Life is number 6, or number 9, depending on which side of this number you are standing. We judge things according to where we stand. I have a personal fault I shamefully accept; if I am driving, I am constantly irritated by the shenanigans pulled by matatu drivers, but, if I am passenger in the said matatus, the irritation is just not there – get me there in the shortest time possible, driver! I am not selfish, I am just human.

“This economy is really bad” - a statement that has many colourful versions, one that can be used as a joke or in seriousness, of course, depending. What is constant though, is that it is one statement that never goes out of fashion. I have no memory of when I first heard it, but that is probably because I heard it way before my brain could decipher words. Fact is, the economy has always been bad, depending.

As bad as the economy has perpetually been, there is ever the lot that cannot identify with that statement. In the same bad economy, new millionaires are rolled out every day. There will be people putting up palatial homes at the same time the landlord of your one-room abode is threatening to kick you out for rent arrears.

At a time when petrol prices have shot up the roof (they always have, depending), there will be people filling up their big engine tanked vehicles without checking the price per litre, while you peep at them from inside a matatu, because you can no longer afford to fuel your car. As you review your kitchen budget to bare minimum during bad economic times, there are people who will not blink at spending ridiculous amounts in expensive restaurants, paying bills bigger than your monthly house spending.

For the economically challenged, the over-spending by some people can be hard to fathom. It can hurt, it can make you angry at life. But, like in George Orwell’s Animal Farm, some animals are more equal than others. Life is designed to have servants and masters. Unfortunately, only fate has a say in it.

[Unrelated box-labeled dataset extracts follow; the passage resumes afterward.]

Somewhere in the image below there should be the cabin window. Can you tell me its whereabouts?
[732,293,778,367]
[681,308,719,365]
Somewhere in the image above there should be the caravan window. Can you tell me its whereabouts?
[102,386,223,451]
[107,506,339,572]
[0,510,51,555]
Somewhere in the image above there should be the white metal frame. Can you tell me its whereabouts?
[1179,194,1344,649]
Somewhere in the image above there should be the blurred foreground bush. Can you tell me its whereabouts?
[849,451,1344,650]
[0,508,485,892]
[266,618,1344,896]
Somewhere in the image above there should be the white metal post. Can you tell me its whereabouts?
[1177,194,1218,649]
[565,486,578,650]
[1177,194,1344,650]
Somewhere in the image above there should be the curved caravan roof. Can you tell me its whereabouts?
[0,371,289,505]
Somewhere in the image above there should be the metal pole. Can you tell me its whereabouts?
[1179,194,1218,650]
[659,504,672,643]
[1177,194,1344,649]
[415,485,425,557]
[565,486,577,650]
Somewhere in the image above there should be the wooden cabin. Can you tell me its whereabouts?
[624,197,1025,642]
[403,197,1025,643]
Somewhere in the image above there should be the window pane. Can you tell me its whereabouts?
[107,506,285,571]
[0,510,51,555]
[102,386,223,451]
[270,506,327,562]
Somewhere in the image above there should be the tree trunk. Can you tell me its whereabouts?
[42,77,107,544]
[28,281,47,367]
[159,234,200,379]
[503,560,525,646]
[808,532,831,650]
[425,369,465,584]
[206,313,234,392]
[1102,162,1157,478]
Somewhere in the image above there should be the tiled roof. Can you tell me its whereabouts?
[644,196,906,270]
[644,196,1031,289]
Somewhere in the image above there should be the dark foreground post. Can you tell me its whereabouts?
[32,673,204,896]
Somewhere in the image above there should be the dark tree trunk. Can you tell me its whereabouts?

Fate has the ultimate say, because it is not like these people work harder – it is possible they work smarter, but often, it is being at the right place at the right time. This piece was inspired by a conversation I had with someone in my village. For six days a week, he is in a tea farm by four-thirty in the morning, only source of light being a headlamp. Eight thirty, as his tea harvest is weighed, he has breakfast served by one of those enterprising ladies who make affordable food for casual labourers. You would think he would go home to rest because, working at dawn in dew and darkness can wear out just about anyone. Not him. He reports to a mjengo site and works until four o’clock in the afternoon.

He stops by the local butchery, drinks bone soup and a few pieces of cow-head eat as he catches up with the village gossip. By nine, he hits the sack, and prays that the obligations he is still to meet do not keep him awake at night. And the cycle continues the following day. This man has no other life, he does not even have time to catch up with his own family because he is often too tired to talk.

When the economy is bad, like now (and every time), prices of everything escalate, but his salary does not. If before he was able to save two hundred shillings, he is left with a hundred, or nothing, or negative, meaning he might have to get a night-guard job to top up the deficit.

The economy is (perpetually) bad for him, but is it bad for his employer? No, because when the price of production goes up, his employer passes the buck to his customers. Unfortunately he forgets to raise salaries, so he ends up making more.

As his worker gets a third job and less sleep just to keep his feet on the ground, the employer buys a new car to keep his feet off the ground.

This holiday season, do something for the economically challenged.